News release: MDH assisting University, Hennepin County in responding to measles case

News Release
January 28, 2015

Contact information

MDH assisting University, Hennepin County in responding to measles case

Fairview Hospital also playing role in outbreak response

The Minnesota Department of Health (MDH) is assisting the University of Minnesota, Hennepin County Public Health and Fairview Hospital in handling a case of measles diagnosed in a 20-year-old male University student.

MDH officials are working closely with University officials as they notify other students who may have been exposed to the highly contagious disease. Fairview will be contacting staff who may have had contact with the student when he sought treatment at its University of Minnesota facility.

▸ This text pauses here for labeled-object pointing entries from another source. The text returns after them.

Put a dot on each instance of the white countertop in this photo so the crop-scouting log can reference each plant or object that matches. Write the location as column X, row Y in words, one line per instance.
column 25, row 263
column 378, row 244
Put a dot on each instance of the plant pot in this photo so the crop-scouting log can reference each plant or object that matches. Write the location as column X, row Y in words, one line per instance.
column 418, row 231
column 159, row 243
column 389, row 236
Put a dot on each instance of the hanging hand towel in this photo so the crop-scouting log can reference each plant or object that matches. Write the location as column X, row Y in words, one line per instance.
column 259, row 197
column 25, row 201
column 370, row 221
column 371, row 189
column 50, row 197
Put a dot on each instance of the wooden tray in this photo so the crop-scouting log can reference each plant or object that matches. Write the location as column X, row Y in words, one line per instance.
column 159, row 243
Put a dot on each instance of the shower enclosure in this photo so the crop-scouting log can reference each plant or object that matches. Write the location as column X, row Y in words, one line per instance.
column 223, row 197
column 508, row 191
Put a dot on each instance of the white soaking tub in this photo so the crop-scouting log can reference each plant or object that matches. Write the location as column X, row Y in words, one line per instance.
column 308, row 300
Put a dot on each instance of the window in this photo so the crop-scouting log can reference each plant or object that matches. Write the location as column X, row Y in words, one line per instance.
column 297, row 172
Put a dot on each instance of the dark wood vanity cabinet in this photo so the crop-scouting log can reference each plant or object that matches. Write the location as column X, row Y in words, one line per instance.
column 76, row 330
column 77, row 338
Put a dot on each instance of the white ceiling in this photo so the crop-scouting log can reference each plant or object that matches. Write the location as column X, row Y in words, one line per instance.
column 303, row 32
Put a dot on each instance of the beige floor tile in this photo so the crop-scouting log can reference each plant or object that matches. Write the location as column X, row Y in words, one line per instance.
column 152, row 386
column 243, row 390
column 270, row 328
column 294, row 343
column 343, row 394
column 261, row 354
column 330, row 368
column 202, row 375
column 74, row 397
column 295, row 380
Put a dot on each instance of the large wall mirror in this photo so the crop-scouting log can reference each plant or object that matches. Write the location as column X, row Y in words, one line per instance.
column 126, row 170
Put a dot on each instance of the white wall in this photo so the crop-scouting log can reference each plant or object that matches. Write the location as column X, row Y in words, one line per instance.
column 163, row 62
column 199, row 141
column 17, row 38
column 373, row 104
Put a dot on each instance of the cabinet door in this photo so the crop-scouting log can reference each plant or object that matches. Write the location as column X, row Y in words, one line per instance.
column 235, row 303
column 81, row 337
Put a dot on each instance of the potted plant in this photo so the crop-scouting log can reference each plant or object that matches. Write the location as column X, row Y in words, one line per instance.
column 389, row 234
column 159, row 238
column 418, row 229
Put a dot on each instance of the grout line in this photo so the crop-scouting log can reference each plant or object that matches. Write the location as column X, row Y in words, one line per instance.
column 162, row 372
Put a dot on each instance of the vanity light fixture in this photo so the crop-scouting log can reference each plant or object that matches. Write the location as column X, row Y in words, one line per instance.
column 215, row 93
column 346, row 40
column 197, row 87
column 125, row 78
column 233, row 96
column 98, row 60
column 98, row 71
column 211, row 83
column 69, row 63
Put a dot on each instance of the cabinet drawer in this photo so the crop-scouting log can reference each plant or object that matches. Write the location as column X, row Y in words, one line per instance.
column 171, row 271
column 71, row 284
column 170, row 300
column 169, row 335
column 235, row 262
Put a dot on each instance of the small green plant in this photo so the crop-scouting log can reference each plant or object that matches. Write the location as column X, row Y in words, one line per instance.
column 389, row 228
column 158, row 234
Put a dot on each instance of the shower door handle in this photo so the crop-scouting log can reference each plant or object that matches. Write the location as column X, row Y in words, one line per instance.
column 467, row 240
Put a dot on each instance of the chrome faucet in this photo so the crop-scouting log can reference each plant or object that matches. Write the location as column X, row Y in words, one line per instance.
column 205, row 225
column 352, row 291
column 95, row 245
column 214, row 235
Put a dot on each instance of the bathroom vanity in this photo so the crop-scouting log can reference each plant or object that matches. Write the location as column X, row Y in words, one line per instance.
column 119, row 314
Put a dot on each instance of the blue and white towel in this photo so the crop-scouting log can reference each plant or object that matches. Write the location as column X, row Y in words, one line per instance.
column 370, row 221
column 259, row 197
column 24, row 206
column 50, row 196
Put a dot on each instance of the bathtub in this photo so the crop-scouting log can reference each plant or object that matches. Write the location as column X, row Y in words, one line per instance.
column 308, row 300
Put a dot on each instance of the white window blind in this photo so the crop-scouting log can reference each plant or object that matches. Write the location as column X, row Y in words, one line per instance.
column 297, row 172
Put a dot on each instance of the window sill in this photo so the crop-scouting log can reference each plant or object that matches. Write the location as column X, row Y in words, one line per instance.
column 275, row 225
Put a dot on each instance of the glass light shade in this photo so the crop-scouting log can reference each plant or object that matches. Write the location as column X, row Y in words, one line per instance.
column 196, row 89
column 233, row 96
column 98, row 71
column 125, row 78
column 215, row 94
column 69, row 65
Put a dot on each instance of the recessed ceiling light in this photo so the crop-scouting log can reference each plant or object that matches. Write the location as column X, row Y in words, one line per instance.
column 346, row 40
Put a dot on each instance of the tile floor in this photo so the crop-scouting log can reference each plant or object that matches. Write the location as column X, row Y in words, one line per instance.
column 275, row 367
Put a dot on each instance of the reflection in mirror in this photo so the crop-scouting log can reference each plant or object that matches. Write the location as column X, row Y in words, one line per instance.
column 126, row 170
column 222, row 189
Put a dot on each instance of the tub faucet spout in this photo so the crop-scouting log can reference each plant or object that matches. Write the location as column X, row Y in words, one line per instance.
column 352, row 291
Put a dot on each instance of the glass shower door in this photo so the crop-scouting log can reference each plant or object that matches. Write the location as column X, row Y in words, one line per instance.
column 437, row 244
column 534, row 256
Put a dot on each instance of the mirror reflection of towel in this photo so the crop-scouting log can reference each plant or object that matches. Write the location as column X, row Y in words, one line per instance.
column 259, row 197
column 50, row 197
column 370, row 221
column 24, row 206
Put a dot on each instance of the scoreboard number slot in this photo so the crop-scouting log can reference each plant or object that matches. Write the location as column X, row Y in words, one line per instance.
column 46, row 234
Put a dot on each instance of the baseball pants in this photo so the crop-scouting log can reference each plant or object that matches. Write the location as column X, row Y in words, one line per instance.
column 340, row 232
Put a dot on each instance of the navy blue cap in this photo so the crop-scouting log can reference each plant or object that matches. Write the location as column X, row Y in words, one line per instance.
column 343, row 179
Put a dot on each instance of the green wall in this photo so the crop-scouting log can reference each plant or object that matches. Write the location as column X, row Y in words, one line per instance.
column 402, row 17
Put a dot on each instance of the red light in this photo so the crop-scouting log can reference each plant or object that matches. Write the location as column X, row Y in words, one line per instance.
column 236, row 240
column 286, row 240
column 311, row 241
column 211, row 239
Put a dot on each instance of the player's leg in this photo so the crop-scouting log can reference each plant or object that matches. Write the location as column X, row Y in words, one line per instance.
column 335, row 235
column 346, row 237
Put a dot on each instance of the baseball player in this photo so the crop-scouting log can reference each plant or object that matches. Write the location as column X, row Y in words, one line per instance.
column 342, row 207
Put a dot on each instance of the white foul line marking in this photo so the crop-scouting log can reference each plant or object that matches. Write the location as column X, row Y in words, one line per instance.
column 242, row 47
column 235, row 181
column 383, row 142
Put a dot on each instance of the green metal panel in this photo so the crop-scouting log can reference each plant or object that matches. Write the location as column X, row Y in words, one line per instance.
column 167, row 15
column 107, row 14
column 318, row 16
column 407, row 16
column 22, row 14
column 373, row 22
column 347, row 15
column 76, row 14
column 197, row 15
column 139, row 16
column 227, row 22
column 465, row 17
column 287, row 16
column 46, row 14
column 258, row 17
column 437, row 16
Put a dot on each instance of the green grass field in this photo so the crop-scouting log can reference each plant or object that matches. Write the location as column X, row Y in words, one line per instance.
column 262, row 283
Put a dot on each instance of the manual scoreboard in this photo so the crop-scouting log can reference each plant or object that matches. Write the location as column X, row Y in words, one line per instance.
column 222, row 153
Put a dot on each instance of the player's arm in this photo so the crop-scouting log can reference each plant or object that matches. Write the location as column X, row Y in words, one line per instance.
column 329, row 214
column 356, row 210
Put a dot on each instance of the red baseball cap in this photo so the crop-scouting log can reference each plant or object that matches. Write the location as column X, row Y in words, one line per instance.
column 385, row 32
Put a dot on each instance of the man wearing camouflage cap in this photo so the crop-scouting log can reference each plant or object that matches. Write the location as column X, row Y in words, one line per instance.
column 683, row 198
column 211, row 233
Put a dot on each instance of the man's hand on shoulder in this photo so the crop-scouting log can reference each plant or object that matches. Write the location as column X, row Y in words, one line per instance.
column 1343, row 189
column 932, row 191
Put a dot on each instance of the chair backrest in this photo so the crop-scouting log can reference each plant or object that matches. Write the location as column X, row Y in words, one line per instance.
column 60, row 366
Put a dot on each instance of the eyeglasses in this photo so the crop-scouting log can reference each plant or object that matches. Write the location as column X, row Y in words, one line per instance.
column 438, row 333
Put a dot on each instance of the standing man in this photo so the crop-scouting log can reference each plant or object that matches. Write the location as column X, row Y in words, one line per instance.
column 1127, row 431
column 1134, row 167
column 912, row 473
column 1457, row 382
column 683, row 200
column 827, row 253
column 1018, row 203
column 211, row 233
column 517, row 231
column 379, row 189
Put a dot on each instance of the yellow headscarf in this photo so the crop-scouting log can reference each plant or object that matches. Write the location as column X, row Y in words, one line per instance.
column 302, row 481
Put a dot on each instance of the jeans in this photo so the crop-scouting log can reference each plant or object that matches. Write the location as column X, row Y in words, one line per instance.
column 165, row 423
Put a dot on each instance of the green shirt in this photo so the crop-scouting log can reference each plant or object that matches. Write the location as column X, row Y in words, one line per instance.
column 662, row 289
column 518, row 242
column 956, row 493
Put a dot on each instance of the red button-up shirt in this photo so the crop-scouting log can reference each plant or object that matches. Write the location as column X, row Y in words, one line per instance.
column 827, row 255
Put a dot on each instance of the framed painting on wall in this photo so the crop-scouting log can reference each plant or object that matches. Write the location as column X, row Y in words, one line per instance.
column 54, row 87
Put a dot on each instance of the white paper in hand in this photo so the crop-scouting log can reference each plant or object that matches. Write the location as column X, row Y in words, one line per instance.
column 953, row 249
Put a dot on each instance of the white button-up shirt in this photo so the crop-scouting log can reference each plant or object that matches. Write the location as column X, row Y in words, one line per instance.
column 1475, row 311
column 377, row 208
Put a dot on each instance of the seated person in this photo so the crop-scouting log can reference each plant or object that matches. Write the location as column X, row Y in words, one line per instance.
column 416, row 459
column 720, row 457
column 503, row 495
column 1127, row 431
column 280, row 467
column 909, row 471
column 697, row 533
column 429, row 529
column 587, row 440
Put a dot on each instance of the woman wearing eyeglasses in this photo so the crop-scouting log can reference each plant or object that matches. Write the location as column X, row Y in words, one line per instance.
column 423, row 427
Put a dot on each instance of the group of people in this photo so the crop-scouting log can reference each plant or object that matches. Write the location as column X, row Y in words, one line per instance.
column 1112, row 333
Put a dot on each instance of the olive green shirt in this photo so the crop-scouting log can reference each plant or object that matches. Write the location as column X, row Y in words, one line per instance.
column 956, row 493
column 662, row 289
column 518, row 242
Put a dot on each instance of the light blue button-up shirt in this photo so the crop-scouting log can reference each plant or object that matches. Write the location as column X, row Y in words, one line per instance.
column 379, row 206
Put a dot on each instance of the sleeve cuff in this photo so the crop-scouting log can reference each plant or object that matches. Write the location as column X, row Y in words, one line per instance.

“Measles is an extremely contagious disease, and potentially very serious for those who haven’t been vaccinated,” said Dr. Ed Ehlinger, Minnesota Commissioner of Health. “We are going to be watching this situation very closely, and we will be working with officials at the University and Fairview to protect the health of other students, faculty and health care providers.”

Dr. Ehlinger emphasized that the potential risk to the general public is very low, but stressed that people should take proper precautions to protect themselves and their children against the disease. In particular, he called on Minnesota parents to make sure their children have been properly immunized against measles. People who have questions about their immunization status or concerns about their health should contact their health care provider.

MDH officials emphasized that the Minnesota case does not appear to have any connection with the measles outbreak that has been taking place recently in Southern California.

Measles is caused by a virus. Symptoms include rash, accompanied by fever and in some cases cough or runny nose. Symptoms appear about eight to 12 days after a person is exposed to measles. The first symptom is usually fever. The rash usually appears two to three days after the fever begins and lasts five to six days. The disease has become very rare in Minnesota thanks to widespread vaccination.